The Ring of Kerry | Part II

Today we had no plan. It was meant to be our big adventure to Skellig. We decided instead to take the driving route called The Ring of Skellig, which later rejoins the Ring of Kerry which in turn would take us homewards back to Killarney. And we would stop and walk as the mood took us along the route.

Our first stop proclaimed itself as the best cliffs in Kerry. We parked and paid the entrance fee; we were a little sceptical but to be fair it ended up being a pretty impressive trail. It wasn’t a really long walk, only a few kilometres but it was really steep in places. The owners had made great paths along the cliffs with very secure fencing, which was just as well as we got very close to the edge at times.

It was a glorious morning, as always the wind was blowing, but the sky was blue-ish and the sun shone and all the while, as we walked, Skellig Micheal gleamed back in a calm sea. We would definitely have been able to land today if the rockslide hadn’t closed the island.

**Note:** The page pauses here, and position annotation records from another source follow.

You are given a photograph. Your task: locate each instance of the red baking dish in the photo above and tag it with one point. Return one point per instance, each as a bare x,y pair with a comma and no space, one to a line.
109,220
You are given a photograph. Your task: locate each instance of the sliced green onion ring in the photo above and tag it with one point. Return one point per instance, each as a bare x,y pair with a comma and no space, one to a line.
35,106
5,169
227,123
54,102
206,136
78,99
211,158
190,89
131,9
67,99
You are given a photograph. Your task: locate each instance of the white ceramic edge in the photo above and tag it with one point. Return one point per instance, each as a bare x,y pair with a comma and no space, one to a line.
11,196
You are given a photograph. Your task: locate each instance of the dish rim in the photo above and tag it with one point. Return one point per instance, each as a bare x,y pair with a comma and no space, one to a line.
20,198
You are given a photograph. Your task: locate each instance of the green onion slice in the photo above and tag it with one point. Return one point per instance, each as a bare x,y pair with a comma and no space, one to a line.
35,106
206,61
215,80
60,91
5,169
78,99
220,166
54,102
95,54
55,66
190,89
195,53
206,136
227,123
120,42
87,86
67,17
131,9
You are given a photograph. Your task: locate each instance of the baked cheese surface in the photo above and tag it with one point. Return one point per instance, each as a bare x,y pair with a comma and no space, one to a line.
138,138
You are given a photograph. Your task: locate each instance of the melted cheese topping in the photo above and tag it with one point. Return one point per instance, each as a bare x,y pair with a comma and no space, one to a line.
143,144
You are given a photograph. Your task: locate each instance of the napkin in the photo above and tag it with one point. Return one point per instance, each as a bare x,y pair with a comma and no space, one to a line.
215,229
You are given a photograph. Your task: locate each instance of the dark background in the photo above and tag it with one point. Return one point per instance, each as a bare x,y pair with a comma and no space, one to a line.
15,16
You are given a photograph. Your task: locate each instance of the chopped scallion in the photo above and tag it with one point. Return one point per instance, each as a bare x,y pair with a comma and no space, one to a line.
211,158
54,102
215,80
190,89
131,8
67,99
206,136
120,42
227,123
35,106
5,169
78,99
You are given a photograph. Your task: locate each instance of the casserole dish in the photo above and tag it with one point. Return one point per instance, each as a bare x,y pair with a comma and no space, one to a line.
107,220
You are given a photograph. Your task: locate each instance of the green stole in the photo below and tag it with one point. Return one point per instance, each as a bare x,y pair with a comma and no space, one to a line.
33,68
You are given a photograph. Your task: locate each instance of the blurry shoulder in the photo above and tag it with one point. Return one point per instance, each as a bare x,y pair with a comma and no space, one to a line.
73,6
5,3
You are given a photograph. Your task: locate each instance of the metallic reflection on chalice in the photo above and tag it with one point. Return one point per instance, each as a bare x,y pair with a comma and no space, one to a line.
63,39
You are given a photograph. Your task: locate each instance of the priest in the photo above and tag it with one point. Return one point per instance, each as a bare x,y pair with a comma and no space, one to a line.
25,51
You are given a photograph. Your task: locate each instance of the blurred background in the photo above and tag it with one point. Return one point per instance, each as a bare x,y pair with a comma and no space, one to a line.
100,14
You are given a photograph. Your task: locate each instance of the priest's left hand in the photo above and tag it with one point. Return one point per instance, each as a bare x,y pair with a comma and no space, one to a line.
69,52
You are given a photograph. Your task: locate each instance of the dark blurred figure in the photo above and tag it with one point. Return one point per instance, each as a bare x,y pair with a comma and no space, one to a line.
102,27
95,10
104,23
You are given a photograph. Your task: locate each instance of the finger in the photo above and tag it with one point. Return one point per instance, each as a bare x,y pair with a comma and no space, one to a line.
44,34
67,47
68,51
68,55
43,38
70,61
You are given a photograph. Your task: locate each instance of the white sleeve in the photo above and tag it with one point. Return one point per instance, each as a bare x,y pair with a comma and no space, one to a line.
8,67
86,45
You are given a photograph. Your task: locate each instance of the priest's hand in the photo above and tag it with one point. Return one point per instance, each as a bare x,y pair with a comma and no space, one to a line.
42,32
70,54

We returned to the car and continued along the coast. We stopped wherever road signs suggested there was something to see. Its actually a pretty good system; there are signs for the Ring of Kerry, the Ring of Skellig and the Wild Atlantic Way. We decided that if there are at least two of these and a brown “tourist” sign then it’s definitely worth stopping.

One such place took us to a car park and beyond to a huge huge bay. We walked to one end of the bay to view an old Abbey. Very little remains of the Abbey but the views were good. Then we walked back and around the shoreline, dodging jellyfish (we’ve seen lots on the beaches so I guess this is pretty common in Ireland). The sand is soft and golden and the sweep of the bay just went on for miles. It is well protected from the Atlantic by the smattering of islands and it was just glorious. We could have stayed for much longer but time was pressing so after a long walk along the sea shore we returned to the car.

More driving, more stopping, more strolling. Today has been all about green hills rolling down to grey cliffs or golden beaches or a blue sea under an even paler blue sky. And if not walking along deserted sandy beaches we’ve been driving through country lanes lined with great froths of white daisies or yellow buttercups. It feels like Ireland might live in the permanent state of Spring. It was another glorious day. It wasn’t the day we planned but it turned out to be a glorious alternative that we would have never seen. What lucky retirees we are.